The way the discourse played out on tumblr was incredibly distressing to me. It wasn't so much the question of whether it was "queer" or a part of the lgbt+ or whatever that got to me, it was like. The mean-spirited way this made everyone and their mother feel like it was fair game to make fun of everything ace. All these cool little subcultural things I had come across, that had newly made me feel for the first time that maybe this was something I got to claim, a community I could be a part of - the flag, the ring, the stupid cake jokes, whatever - it was turned into a laughing stock by people that I was following and whose opinion I considered worthwhile.

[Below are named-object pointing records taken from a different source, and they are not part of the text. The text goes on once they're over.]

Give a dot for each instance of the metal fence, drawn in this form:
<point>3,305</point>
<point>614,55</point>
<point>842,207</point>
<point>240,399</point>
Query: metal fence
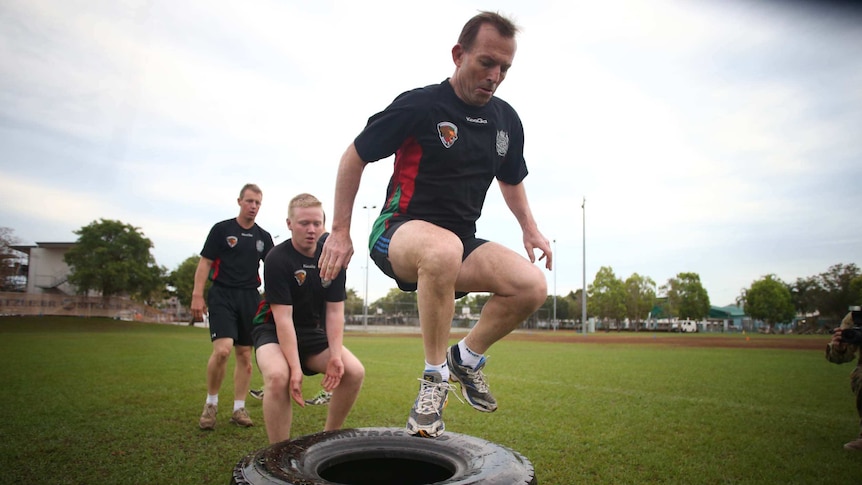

And for a while it made it so much harder for me to even dare to explore other parts of my identity, bc I felt like I was an evil cringe ace trying to weasel my way into the queer community by pretending to be nonbinary or bi or something else, too. And once I did claim those labels, I didn't dare speak out for people who hadn't, people who were just ace or aro or both, who didn't have a "legitimate claim" to the wider community based on this discourse.
Even in my personal life with my queer loved ones, I did not dare to claim that I think there ought to be space in the queer community for ace, aro and aroace people too.. Because I felt like an imposter myself, I felt that everyone else was better informed, and I shouldn't speak.
But like honestly. If we're doing this shit again. I'm not gonna be so quiet this time.
I have said it before, and I will say it again. "I am very much pro inclusion, so most types of exclusionaries I can think of on the spot won't find me to be a good ally."